Same problem as #107, but I can't see the issue with my code.

The error:

cannot move out of dereference of `std::sync::RwLockReadGuard<'_, Vec<std::string::String>>`
move occurs because value has type `Vec<std::string::String>`, which does not implement the `Copy` trait

The code:

#[derive(Template, Debug)]
#[template(
    source = "
    Time is now {{ now }}<ul>{% for i in patients.read().unwrap() %}<li>{{i}}</li>{% endfor %}</ul>
    ",
    ext = "txt",
    print = "code"
)]

pub(crate) struct PatientListView {
    patients: Arc<RwLock<Vec<String>>>,
}

impl PatientListView {
    fn debug(&self) {
        for i in self.patients.read().unwrap().iter() {
            println!("i: {}", i);
        }
    }
}

Help :-)

yatesco avatar Dec 15 '21 10:12 yatesco

In the generated code askama invokes Vec::into_iter(), which tries to consume the vector, which gives to the error you posted. You need to "convince" askama to use an Iterator instead of an IntoIterator by calling .iter() explicitly. This means that you have to store the read guard in a variable first, though:

#[template(
    source = "
    {%- let guard = patients.read().unwrap() -%}
    <ul>{% for i in guard.iter() %}<li>{{i}}</li>{% endfor %}</ul>
    {%- let _ = guard -%}
    ",
    ext = "txt",
    print = "code"
)]

Kijewski avatar Dec 15 '21 10:12 Kijewski

Hmm, maybe we should have the generator produce a variable for the for-loop expression instead. Then we avoid situations where that is needed to be done manually.

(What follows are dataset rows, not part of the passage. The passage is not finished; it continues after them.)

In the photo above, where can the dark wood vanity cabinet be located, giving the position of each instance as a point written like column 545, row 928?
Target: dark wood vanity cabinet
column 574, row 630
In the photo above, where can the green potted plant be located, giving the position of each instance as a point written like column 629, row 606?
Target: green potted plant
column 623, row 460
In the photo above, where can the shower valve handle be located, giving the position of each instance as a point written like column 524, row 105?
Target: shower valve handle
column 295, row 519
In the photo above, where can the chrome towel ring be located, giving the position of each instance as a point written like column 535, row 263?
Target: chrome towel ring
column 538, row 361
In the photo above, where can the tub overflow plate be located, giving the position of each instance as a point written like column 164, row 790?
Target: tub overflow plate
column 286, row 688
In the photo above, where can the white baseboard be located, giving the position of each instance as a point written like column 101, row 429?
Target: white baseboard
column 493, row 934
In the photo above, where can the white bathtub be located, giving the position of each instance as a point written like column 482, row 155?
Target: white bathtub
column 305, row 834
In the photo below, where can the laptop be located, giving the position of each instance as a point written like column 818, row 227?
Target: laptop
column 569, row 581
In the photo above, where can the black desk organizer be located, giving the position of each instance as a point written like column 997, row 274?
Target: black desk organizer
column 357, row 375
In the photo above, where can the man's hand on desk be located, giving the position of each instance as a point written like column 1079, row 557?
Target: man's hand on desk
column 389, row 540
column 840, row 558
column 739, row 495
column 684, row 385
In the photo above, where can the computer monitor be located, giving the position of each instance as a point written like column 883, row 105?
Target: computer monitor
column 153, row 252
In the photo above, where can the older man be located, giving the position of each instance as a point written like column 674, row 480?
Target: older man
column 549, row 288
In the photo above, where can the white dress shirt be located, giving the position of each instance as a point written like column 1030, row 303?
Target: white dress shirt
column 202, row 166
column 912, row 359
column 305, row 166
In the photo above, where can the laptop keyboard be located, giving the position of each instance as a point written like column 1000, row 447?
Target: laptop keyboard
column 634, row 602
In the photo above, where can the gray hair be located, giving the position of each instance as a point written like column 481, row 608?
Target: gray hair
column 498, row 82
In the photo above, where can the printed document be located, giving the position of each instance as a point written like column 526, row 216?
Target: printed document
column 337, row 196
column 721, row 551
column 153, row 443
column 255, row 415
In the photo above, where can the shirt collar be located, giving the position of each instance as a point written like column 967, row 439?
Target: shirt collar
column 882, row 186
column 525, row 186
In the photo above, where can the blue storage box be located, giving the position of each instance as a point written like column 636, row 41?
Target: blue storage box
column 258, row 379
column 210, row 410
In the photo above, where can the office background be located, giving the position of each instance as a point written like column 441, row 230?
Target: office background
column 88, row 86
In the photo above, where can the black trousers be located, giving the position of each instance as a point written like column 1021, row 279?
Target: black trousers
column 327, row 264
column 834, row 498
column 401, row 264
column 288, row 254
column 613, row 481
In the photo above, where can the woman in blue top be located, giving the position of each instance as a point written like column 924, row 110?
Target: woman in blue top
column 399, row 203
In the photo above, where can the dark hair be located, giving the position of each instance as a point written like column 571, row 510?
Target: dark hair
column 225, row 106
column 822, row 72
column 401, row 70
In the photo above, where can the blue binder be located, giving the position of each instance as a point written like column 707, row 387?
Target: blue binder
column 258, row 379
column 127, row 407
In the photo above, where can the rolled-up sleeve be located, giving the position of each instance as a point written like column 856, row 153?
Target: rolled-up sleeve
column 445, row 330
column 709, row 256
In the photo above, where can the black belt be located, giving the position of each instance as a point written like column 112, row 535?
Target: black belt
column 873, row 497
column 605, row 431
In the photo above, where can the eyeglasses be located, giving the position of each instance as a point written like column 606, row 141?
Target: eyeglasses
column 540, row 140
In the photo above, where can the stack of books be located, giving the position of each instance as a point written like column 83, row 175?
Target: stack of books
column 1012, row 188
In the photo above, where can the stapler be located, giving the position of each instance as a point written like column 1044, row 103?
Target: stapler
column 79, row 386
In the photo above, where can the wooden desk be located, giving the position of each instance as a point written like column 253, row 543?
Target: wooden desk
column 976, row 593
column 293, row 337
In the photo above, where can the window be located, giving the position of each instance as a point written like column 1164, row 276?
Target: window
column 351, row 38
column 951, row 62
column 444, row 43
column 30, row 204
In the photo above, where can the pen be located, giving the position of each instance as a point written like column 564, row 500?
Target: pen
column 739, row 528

Additionally, the for-loop might be needed to be wrapped in an addiction block. To avoid locks not being released after the for-loop.

Thoughts @Kijewski @djc?

vallentin avatar Dec 15 '21 11:12 vallentin

@vallentin, the iterator is stored in _iter.

The problem is that calling iter() in line 644 fails some test with "type annotations needed", so I guess we are stuck with the into_iter() call.

Additionally, the for-loop might be needed to be wrapped in an addiction block.

You are right! I added {%- let _ = guard -%} to my previous comment.

Kijewski avatar Dec 15 '21 11:12 Kijewski

In the generated code askama invokes Vec::into_iter(), which tries to consume the vector, which gives to the error you posted. You need to "convince" askama to use an Iterator instead of an IntoIterator by calling .iter() explicitly. This means that you have to store the read guard in a variable first, though:

#[template(
    source = "
    {%- let guard = patients.read().unwrap() -%}
    <ul>{% for i in guard.iter() %}<li>{{i}}</li>{% endfor %}</ul>
    {%- let _ = guard -%}
    ",
    ext = "txt",
    print = "code"
)]

This works perfectly. thank you

yatesco avatar Dec 15 '21 11:12 yatesco

the iterator is stored in _iter.

Ahh, right

The problem is that calling iter() in line 644 fails some test with "type annotations needed", so I guess we are stuck with the into_iter() call.

Back to the drawing board then :)

vallentin avatar Dec 15 '21 12:12 vallentin

I don't know if it would be possible to automatically divine when it's possible to call .iter(). I guess if it's possible to use .iter(), then you also want to use .iter() instead of .into_iter() in 99% of the use cases. But actually I did not pay enough attention why a type annotation is needed in here, though. :-/

Kijewski avatar Dec 15 '21 13:12 Kijewski

A for loop always calls into_iter() on its Expression. If the template calls iter() on it, the resulting type should already be an Iterator and so calling into_iter() on that should have no effect.